Compiler | -O3 -mno-avx | -O3 -mavx | -O3 -mavx -funsafe | -Ofast -mavx -funsafe | |||||||||
---|---|---|---|---|---|---|---|---|---|---|---|---|---|
Avg Time | Std Dev | Avg Time | Std Dev | Avg Time | Std Dev | Avg Time | Std Dev | ||||||
g++-4.4 | 8.288 | 0.037 | 8.136 | 0.03 | 8.127 | 0.032 | |||||||
g++-4.5 | 8.396 | 0.014 | 8.267 | 0.024 | 8.326 | 0.022 | |||||||
g++-4.6 | 5.168 | 0.078 | 5.094 | 0.022 | 5.102 | 0.019 | 5.11 | 0.022 | |||||
g++-4.7 | 4.525 | 0.019 | 4.624 | 0.014 | 4.669 | 0.012 | 4.638 | 0.017 | |||||
clang++-2.9 | |||||||||||||
clang++-3.0 | 5.147 | 0.053 | 5.079 | 0.094 | 5.06 | 0.012 | |||||||
clang++-3.1 | 5.119 | 0.012 | 5.059 | 0.32 | 4.949 | 0.016 |
Compiler | -O3 | -O3 -funsafe | -Ofast | ||||||||||
---|---|---|---|---|---|---|---|---|---|---|---|---|---|
Avg Time | Std Dev | Avg Time | Std Dev | Avg Time | Std Dev | ||||||||
g++-4.2 | 8.973 | 0.096 | 8.654 | 0.047 | |||||||||
g++-4.4.7 | 8.61 | 0.034 | 8.654 | 0.181 | |||||||||
g++-4.5.4 | 8.131 | 0.083 | 7.67 | 0.033 | |||||||||
g++-4.7.1 | 4.044 | 0.024 | 4.084 | 0.03 | 3.9 | 0.023 | |||||||
clang++-2.1 | 5.077 | 0.023 | 5.072 | 0.029 | |||||||||
clang++-2.9 | 5.211 | 0.032 | 5.192 | 0.013 | |||||||||
clang++-3.1 | 4.966 | 0.018 | 4.973 | 0.027 | |||||||||
llvm-g++-4.2 | 5.097 | 0.023 | 5.113 | 0.021 |
Here, the newer compilers showed significant performance gains.
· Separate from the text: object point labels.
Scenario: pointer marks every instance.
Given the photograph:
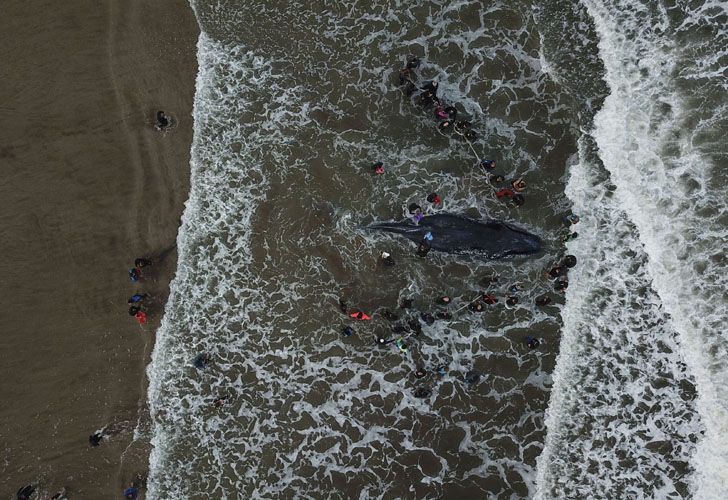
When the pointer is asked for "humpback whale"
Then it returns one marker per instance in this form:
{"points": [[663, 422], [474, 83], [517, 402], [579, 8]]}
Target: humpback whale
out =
{"points": [[461, 234]]}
GCC 4.7 and Clang 3.1 both showed a 100% speed improvement over GCC 4.4. Clang also managed to compile the code correctly every time unlike in the Bayes EM tests. However I would still recommend sticking with the safe and stable GCC. Their 4.7 release was able to get just as much or better performance than the Clang compilers. GCC just provides the comfort of mind knowing that it has always been able to compile VW correctly. Clang still has me on edge since it burned me so many times because it produced segfaulting assembly instructions since it is so aggressive with SIMD.